"The patient is a classic stoic personality. She is pleasant to be around, approachable, extremely intelligent, curious and pragmatic in her outlook. She will often pretend to be healthier than she really is, so be watchful of cues, especially responses to pain."
Crazy lady never saw stoicism as a personality flaw, and her doctors (until recently) never said a peep about her behavior. Do you want to strap her down, wrap her breasts tight against her body, and flip the exam table, to get a better image of her liver? Not a problem. Toss radioactive die into her spinal column and measure electrical output by shocking her nerve endings? Have fun. Want to jam giant needles into her bones to extract the marrow, without anesthesia? Enjoy yourself. She'll just add the feelings to a horror story, and then move on with her life. I mean, what are you suppose to do? Cry, scream, rant, holler, piss yourself?
Hah. Not her style.
Crazy lady calls this depression. And, for the first time in her life, she is really depressed.
It has been a little harder to wake-up and feel productive, these days. She's trying. She is keeping a schedule, working to improve her daily living skills, and trying to mitigate any risk for her upcoming and scary surgery. When a doctor (or disability examiner) asks her to perform a functional exam-- even something as simple as removing her socks-- she always says, "Yes, okay, not a problem." Then, she tries, stops, and stares at her offending foot and hand, mentally demanding that her limbs behave themselves. "Move, damn it, MOVE," she silently rages against her paralyzed limb. She wants to prove to herself (and the doctors) that she is getting better, that the current diagnosis and prognosis is a huge mistake. What is wrong with her? Why can't her MIND control her BODY? Why won't she just "suck it up" and "get better, already?" If a disability examiner assumes she is faking, maybe they know something that she doesn't know? Maybe she is doing something wrong?
So, what to do? First, crazy lady is seeing a great shrink. He recognizes the signs and is working with her to manage her depression. Second, she is turning the self doubt and anger away from herself, and channeling those emotions into "constructive action." Crazy lady is forcing her doctors to address those issues that they have ignored for many, many years, especially those issues that are causing the damaged spinal cord and bone marrow growths.
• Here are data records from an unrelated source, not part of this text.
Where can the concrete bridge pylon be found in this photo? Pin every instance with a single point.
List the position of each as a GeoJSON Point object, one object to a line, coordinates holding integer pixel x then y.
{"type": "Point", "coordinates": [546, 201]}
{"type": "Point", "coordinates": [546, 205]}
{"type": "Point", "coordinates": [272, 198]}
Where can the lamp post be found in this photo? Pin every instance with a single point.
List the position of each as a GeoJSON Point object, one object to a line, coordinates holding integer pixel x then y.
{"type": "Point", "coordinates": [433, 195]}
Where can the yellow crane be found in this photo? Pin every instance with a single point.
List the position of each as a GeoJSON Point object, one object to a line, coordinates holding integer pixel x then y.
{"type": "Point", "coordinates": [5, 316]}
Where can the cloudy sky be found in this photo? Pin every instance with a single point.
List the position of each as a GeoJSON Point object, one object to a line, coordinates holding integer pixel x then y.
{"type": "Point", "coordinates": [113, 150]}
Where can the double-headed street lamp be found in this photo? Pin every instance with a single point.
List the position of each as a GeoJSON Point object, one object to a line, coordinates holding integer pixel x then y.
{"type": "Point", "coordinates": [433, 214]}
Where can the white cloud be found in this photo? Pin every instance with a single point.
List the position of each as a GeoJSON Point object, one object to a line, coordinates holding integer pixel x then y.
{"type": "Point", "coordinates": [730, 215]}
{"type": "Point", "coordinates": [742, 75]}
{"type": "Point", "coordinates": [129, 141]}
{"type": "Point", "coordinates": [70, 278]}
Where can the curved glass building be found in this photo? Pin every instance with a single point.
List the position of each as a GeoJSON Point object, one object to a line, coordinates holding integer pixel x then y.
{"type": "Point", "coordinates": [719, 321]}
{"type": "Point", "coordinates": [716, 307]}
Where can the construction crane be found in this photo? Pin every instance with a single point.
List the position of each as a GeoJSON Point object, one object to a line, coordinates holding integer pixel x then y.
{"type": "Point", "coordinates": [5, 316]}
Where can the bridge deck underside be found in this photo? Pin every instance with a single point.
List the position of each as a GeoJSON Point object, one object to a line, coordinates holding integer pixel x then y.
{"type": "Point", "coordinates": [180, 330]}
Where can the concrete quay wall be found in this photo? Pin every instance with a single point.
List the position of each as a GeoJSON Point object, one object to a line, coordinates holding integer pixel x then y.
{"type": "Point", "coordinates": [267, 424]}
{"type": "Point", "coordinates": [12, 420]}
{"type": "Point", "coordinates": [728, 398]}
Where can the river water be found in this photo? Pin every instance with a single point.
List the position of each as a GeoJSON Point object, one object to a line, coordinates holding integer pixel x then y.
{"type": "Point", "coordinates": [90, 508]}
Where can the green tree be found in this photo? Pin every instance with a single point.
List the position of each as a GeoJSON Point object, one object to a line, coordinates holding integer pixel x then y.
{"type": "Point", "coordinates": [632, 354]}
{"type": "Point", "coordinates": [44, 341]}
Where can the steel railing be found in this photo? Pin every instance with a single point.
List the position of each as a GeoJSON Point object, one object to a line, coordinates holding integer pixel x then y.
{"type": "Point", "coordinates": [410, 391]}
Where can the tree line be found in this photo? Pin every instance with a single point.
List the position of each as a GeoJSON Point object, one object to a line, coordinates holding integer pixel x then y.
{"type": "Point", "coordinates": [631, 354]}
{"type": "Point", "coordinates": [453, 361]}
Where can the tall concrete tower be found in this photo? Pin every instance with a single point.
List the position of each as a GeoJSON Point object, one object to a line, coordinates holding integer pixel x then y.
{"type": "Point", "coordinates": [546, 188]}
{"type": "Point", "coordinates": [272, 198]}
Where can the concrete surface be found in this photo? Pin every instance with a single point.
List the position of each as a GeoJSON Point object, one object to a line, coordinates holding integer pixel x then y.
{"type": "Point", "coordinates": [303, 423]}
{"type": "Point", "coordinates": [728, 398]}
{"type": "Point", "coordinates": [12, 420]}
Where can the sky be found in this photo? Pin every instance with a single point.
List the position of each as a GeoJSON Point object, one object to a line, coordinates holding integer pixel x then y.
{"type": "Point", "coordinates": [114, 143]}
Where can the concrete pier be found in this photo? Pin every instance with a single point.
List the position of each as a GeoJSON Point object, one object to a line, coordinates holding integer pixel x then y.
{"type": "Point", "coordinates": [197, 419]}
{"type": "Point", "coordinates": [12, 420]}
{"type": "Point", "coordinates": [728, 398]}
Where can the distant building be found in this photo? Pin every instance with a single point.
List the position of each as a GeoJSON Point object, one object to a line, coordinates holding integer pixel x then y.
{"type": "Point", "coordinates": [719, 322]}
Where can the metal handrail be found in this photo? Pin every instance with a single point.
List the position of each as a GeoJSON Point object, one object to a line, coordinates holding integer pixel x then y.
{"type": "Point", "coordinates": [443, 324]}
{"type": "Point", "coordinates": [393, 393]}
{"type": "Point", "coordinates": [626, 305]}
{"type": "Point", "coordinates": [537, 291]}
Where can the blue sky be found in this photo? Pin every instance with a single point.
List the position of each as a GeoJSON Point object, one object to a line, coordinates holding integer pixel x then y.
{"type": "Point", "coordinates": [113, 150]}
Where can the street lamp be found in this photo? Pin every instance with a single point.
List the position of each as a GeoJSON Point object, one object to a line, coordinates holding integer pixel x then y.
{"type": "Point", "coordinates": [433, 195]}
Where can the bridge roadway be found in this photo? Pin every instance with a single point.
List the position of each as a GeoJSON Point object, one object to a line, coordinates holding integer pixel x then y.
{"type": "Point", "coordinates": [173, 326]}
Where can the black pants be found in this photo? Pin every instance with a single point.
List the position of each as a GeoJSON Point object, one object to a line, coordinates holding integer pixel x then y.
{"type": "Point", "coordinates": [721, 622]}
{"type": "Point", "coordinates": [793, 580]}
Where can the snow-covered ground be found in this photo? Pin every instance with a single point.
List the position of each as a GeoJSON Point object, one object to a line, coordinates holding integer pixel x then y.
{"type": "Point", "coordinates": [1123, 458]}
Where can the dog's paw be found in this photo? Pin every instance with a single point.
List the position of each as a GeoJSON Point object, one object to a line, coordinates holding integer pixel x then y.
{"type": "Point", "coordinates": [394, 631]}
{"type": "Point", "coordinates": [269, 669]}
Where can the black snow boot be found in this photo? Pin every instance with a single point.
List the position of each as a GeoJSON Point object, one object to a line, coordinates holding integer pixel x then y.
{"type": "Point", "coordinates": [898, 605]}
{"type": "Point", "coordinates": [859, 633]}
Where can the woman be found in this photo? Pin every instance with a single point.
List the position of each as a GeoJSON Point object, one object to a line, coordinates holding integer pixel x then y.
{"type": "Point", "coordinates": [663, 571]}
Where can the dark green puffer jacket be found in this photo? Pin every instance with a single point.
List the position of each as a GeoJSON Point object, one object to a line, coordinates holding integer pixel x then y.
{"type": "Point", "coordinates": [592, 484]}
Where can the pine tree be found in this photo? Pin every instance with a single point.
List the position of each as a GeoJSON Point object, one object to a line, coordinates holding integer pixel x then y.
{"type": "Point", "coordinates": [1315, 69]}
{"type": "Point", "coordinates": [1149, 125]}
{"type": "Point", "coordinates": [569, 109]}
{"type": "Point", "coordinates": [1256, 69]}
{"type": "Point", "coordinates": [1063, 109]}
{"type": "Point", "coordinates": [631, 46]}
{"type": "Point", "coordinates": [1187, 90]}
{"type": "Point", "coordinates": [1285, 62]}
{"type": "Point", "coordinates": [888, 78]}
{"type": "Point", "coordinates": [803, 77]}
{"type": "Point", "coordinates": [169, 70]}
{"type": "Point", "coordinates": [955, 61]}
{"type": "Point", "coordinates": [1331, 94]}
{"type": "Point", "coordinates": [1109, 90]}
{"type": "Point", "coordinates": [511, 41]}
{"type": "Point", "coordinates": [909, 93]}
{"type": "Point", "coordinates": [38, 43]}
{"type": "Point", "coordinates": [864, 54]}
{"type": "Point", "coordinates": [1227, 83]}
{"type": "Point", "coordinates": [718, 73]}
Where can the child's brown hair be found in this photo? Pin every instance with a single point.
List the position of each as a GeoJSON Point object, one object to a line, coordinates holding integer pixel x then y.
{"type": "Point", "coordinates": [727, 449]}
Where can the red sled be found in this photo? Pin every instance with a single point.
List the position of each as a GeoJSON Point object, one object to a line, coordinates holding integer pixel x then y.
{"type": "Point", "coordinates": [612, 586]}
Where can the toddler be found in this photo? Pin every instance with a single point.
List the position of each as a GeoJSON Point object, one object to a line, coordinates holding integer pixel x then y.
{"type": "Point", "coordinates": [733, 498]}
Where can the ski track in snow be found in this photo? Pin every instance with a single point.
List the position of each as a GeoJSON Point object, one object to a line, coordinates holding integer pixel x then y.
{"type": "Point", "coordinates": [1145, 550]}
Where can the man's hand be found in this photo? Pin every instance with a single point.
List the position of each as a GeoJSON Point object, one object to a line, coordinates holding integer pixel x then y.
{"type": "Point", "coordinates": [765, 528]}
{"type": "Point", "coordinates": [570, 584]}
She is seeking second opinions outside of her medical system (Kaiser)-- and then forcing the Kaiser docs to follow-through on those outside opinions. Third, she is successfully engaging her congressperson for help, and they have opened a federal investigation against the local Social Security office. Productive behavior is excellent medicine for the psyche.
Finally, she is working on an idea. Before her life took its current "hiccup," crazy lady wanted to take time off from writing trashy horror and paranormal romances this year. She was planning to spend a year researching a social issue, and then write a "meaningful book" about "a social crisis that needed to be fixed." But, she hadn't found a topic-- until now. She doesn't know what direction she will tell her story; but she does know that her experiences with the social security and medical systems need to be told. She has ideas on how to fix the problems; but she doesn't want to lose herself in over-thinking and over-analyzing the issues. She believes a personal, honest account carries more impact than dry, boring, academic rhetoric.
So, who knows? Somewhere in her itty bitty brain is a non fiction story that could help others-- and, just maybe, help control her feelings of helplessness, sorrow, fear and anger.